Friday, 12 June 2026

Beautiful gardens in Malta have suffered

Over ten years ago, I visited San Anton Palace in Malta and wrote a piece about its connection with Queen Marie of Romania and how she spent her happy teenage years there. Her father was Prince Alfred, Duke of Edinburgh (son of Queen Victoria), and her mother was Grand Duchess Maria Alexandrovna of Russia (daughter of Tsar Alexander II). (See link: san-anton-palace-and-romanov-connection


I thoroughly enjoyed the beautiful gardens surrounding the palace. You might also recognise the gardens from Game of Thrones, in the memorable scene where the despicable Joffrey took Sansa Stark to see her father's head on a spike. That scene was filmed in San Anton Gardens.

In those days, visitors could not only enjoy the gardens but also walk through parts of the palace and visit the kitchen gardens behind it. There was a petting zoo, an immense children's playground, and a huge café that was very reasonably priced, with lovely seating both indoors and outdoors.

This month I returned to enjoy the gardens' quiet beauty and perhaps a coffee, only to find that they had been allowed to deteriorate. Stone paths were breaking up beneath my feet, all the turtles had disappeared from the lovely pond, and signs of neglect were evident everywhere. 

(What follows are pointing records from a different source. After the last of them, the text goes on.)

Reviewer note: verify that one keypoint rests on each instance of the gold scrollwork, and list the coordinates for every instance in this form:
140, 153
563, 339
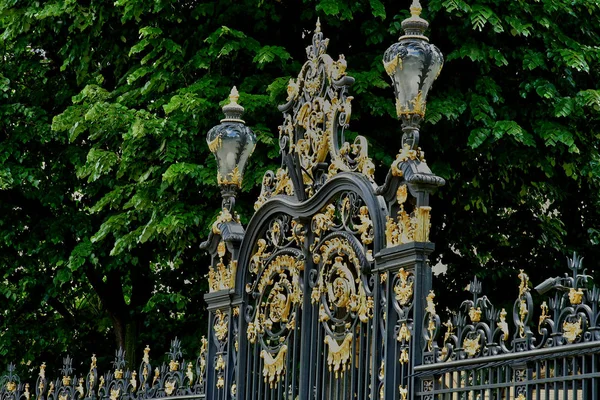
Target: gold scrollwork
575, 296
321, 222
503, 325
219, 369
407, 228
115, 393
449, 332
298, 235
406, 154
472, 345
523, 307
365, 228
404, 333
572, 330
344, 291
274, 367
524, 283
430, 303
475, 314
221, 276
544, 316
338, 355
220, 325
403, 392
169, 387
203, 353
403, 288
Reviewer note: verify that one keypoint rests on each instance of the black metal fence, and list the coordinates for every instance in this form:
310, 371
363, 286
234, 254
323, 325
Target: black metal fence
326, 294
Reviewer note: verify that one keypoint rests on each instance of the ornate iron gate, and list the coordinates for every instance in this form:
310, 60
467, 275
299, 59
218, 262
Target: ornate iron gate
332, 270
327, 293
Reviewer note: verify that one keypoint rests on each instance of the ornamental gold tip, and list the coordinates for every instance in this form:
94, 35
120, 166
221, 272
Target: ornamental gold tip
234, 96
415, 8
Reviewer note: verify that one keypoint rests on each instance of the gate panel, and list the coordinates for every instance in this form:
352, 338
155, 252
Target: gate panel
273, 312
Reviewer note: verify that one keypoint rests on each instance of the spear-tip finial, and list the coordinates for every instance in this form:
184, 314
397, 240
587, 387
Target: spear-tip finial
415, 8
234, 96
233, 111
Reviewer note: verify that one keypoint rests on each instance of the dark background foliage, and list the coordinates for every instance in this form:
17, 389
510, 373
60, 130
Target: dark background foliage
107, 186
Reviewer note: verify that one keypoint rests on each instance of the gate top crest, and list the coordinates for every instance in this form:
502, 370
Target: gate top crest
311, 138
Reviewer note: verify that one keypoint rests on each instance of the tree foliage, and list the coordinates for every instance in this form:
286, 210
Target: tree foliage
107, 186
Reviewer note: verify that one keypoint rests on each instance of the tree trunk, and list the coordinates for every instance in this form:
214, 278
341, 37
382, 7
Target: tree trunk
130, 343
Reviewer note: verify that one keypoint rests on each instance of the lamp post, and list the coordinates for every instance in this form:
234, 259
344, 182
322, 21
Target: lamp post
232, 143
413, 64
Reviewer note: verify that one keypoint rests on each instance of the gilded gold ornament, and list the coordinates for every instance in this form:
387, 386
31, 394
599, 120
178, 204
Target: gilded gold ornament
544, 316
338, 354
220, 325
572, 330
403, 287
273, 366
575, 296
475, 314
472, 345
503, 324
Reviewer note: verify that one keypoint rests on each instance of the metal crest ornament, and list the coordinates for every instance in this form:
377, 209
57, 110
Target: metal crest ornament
312, 139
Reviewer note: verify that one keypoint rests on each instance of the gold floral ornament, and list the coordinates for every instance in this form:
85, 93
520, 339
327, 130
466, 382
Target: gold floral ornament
431, 304
344, 291
317, 112
449, 332
220, 326
274, 367
572, 330
222, 276
503, 325
404, 333
203, 353
220, 368
115, 393
406, 154
575, 296
523, 307
365, 228
543, 317
338, 354
475, 314
403, 287
472, 345
404, 359
169, 387
406, 228
403, 392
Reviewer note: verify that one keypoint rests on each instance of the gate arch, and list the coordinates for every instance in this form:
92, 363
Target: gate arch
321, 290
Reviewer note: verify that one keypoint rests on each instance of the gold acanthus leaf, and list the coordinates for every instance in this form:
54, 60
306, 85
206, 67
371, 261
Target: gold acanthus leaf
273, 366
472, 345
338, 355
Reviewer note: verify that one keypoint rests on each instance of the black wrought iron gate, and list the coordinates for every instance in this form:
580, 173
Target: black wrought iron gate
332, 271
327, 293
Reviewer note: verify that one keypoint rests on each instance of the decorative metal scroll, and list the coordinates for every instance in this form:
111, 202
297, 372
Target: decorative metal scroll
479, 330
175, 378
311, 138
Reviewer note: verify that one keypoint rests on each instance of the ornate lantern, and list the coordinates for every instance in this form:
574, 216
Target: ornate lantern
232, 143
413, 64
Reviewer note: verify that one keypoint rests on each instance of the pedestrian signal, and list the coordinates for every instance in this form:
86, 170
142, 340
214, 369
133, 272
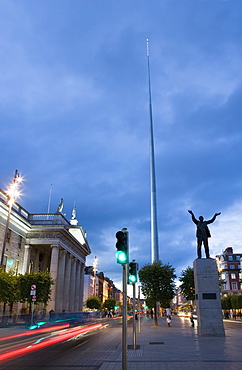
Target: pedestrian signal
122, 248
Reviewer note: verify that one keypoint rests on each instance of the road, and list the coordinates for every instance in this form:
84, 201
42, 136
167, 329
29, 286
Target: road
82, 351
87, 349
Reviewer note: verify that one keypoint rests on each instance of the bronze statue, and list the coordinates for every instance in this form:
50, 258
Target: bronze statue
203, 233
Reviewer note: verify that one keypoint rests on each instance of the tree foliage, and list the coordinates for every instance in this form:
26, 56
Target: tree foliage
187, 284
93, 303
109, 304
43, 282
157, 283
8, 287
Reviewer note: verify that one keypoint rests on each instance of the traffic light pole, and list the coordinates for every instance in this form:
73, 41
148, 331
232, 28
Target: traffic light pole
134, 320
124, 331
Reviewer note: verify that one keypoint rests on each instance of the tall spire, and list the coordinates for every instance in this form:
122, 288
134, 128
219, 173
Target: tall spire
154, 229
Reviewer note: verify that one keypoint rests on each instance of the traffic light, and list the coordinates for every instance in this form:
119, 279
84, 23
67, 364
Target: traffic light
133, 267
122, 253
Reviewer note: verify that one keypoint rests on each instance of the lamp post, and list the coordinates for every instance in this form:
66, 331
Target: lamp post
95, 262
12, 193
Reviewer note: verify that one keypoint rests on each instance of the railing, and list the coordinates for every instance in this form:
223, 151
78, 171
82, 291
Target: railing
48, 219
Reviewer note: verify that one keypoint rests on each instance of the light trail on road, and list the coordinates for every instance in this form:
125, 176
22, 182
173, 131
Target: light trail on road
45, 342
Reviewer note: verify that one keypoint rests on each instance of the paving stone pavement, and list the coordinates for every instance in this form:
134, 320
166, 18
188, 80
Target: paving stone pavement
179, 347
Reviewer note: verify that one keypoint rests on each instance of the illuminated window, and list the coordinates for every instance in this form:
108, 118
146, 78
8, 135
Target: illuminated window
20, 242
16, 267
8, 236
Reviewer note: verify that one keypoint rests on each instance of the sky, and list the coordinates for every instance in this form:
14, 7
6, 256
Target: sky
74, 117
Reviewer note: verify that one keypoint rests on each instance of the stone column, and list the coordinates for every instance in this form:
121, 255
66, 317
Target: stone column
27, 250
73, 285
67, 282
60, 281
81, 287
78, 284
53, 272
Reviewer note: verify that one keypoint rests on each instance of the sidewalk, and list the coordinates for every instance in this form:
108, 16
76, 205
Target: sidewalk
179, 347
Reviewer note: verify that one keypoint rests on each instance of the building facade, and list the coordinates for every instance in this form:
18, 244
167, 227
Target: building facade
229, 267
46, 242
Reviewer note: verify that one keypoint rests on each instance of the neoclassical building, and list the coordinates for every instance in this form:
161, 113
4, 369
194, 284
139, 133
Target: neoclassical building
40, 242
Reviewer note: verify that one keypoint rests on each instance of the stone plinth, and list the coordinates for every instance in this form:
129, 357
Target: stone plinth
207, 298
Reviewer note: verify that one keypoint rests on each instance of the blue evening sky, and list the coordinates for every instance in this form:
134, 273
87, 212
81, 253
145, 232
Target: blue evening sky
74, 113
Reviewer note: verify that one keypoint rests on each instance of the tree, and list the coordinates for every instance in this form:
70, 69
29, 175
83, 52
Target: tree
43, 282
8, 289
188, 286
109, 304
93, 303
157, 284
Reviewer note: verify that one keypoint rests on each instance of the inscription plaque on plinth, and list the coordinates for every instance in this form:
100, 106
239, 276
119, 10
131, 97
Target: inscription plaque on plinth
207, 298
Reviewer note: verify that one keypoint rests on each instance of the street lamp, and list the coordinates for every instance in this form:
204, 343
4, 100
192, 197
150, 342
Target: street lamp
13, 193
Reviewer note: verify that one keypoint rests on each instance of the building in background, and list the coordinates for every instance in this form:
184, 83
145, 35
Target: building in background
99, 285
229, 267
40, 242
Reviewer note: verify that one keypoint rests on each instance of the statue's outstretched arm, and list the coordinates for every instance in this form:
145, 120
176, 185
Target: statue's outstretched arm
193, 218
214, 218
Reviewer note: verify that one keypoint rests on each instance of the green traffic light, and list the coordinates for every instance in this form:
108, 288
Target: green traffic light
132, 279
121, 257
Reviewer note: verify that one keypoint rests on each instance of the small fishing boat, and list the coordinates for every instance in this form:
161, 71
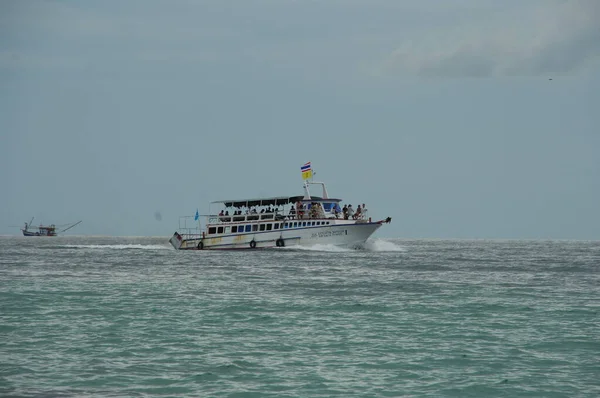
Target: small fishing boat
304, 220
45, 230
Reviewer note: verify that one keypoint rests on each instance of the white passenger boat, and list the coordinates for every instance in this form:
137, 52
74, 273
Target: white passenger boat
276, 222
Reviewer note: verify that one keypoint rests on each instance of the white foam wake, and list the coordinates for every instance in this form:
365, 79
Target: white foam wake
382, 245
319, 248
372, 245
120, 247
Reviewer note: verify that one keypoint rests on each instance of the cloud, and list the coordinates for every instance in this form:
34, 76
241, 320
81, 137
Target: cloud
539, 38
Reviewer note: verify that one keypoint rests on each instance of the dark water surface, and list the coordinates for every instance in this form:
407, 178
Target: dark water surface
96, 316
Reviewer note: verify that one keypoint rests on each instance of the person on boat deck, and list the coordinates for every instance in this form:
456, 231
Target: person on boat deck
338, 209
300, 209
357, 214
334, 210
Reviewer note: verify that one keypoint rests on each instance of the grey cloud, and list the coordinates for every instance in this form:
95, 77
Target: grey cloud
549, 37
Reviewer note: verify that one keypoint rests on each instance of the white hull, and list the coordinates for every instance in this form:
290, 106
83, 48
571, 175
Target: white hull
344, 234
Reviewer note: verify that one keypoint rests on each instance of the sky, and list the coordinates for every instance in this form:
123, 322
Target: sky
458, 118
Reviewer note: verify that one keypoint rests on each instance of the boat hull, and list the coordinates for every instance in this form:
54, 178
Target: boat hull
347, 235
29, 233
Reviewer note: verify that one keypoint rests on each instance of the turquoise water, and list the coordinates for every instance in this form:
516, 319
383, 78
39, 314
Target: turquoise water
85, 316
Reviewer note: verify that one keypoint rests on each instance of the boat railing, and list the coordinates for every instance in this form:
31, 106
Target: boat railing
214, 219
189, 228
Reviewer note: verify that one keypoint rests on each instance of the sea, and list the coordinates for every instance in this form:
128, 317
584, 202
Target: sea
131, 317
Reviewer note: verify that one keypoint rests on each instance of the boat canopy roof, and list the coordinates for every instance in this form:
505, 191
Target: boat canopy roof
274, 201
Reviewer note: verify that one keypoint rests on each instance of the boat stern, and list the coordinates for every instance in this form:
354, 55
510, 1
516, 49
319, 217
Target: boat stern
176, 240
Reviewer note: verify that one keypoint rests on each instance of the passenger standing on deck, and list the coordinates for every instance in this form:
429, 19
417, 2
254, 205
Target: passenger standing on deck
358, 213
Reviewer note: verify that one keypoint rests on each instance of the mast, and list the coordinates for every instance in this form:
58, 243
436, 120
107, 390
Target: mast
68, 228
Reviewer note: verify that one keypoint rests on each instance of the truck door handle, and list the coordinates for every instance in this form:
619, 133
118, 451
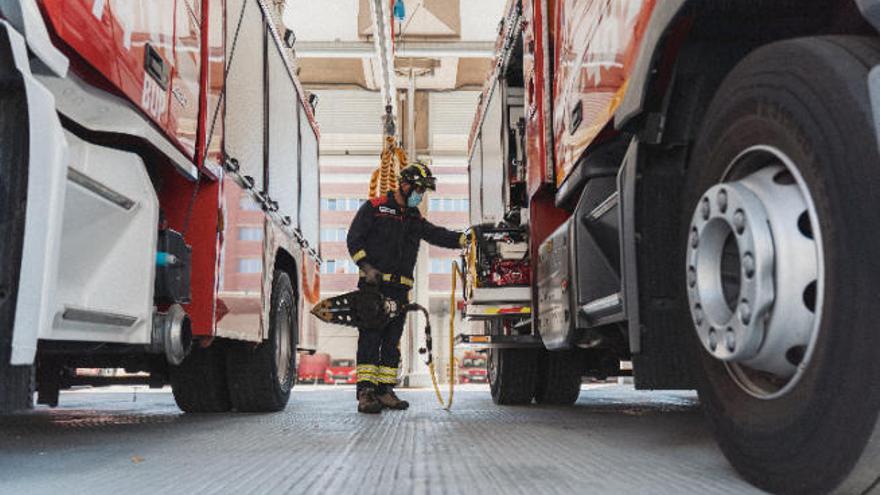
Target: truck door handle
155, 66
577, 116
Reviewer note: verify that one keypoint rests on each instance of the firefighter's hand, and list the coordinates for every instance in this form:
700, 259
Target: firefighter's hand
372, 276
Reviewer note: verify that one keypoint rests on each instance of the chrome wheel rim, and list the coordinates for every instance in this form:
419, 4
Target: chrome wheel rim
755, 272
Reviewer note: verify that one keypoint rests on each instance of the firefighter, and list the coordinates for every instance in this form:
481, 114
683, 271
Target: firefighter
384, 241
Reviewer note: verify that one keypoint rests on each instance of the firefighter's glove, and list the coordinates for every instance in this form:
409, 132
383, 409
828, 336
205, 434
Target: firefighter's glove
372, 276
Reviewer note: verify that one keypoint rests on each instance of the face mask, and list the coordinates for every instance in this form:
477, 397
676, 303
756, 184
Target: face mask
414, 199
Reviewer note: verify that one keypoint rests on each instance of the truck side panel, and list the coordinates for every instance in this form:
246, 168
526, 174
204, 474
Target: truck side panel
596, 44
147, 50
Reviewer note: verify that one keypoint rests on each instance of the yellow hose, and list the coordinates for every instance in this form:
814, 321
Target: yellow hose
456, 272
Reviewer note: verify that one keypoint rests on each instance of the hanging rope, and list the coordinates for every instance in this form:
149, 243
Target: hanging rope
392, 160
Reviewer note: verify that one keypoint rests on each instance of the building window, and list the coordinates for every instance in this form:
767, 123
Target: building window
341, 204
339, 267
250, 234
441, 265
334, 234
247, 203
250, 265
449, 204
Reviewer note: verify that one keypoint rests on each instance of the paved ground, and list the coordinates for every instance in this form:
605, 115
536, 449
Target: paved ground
614, 440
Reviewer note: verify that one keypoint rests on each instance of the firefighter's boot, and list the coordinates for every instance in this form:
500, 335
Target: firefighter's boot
390, 400
367, 402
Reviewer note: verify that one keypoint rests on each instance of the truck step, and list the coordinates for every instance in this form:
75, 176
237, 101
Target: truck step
97, 187
605, 310
97, 317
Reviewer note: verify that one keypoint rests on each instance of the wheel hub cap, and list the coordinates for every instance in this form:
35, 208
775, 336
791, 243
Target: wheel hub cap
754, 272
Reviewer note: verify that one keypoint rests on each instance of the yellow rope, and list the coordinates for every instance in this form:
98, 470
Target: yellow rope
392, 160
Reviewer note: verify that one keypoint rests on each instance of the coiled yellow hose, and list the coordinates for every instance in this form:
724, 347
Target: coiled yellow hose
456, 273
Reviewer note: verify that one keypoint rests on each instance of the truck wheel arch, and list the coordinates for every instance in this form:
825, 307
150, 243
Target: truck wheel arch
285, 262
680, 68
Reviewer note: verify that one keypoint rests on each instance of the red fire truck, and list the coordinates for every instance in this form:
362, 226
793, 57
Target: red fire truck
690, 186
158, 199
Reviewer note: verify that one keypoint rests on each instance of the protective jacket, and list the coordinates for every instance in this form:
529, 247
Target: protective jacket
387, 236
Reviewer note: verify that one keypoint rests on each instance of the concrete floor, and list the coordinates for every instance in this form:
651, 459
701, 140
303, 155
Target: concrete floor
615, 440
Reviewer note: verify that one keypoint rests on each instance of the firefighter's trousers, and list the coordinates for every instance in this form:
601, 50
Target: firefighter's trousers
378, 354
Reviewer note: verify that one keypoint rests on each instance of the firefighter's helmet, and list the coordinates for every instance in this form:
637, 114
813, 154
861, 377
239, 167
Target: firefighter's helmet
418, 174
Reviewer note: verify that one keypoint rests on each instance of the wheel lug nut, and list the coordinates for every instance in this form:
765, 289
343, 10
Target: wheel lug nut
745, 312
739, 221
713, 340
698, 315
722, 201
748, 263
730, 340
705, 209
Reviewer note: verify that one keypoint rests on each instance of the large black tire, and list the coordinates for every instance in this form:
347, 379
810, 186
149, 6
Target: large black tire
512, 374
16, 382
258, 380
559, 377
199, 383
808, 98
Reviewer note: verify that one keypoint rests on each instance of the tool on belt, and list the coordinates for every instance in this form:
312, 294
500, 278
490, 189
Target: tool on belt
367, 308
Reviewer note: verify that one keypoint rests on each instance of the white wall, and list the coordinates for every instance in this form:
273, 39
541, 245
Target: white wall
322, 20
480, 18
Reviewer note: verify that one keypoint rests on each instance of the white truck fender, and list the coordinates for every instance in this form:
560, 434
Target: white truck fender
47, 172
25, 16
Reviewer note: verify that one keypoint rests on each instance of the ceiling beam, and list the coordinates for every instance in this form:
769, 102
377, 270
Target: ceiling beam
409, 49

The palace was closed to the public, as were the kitchen gardens, their grounds, and the café. It has remained closed since August 2024 for extensive refurbishment and restoration works, with no confirmed reopening date.

Today I revisited another old favourite of mine, Sa Maison Gardens on the Floriana Bastions. (See my blog post: sa-maison-gardens-remembering-lady.html) Sadly, this beautiful garden was also in disarray. It has been fenced off since last year because of structural restoration works on the eighteenth-century bastion walls and the conversion of the grounds into new shaded and coastal botanical zones.

It saddens me to think of the loss of all those lovely trees and plants that had a history stretching back to Lady Lockwood's time in the 1840s. For some reason, the lemons from the main trees had an extraordinary fragrance; when scratched, they released a scent reminiscent of the most expensive men's cologne.

I know that Malta faces a constant challenge in maintaining and repairing its vast stock of historic buildings and landscapes. There is so much beauty and history that requires care, nurturing, and investment. However, sometimes when we fix things, we do not preserve them—we destroy them. Clearly, investment continues to be made. It is also clear where the priorities lie, and sadly, historic gardens seem to rank rather low on the list.

City Gate / Parliament / Opera House  €100 million

Fort St Elmo                                          €15.5 million

Fort St Angelo                                  €13.4 million

Marina di Valletta                                  €7.5 million

St Elmo Breakwater Bridge                  €2.8 million

One can only hope that when both these gardens eventually reopen, they will still retain some of the character, charm, and living history that made them such special places in the first place.

Consider the flowers of a garden: though differing in kind, colour, form and shape,.. this diversity increaseth their charm, and addeth unto their beauty.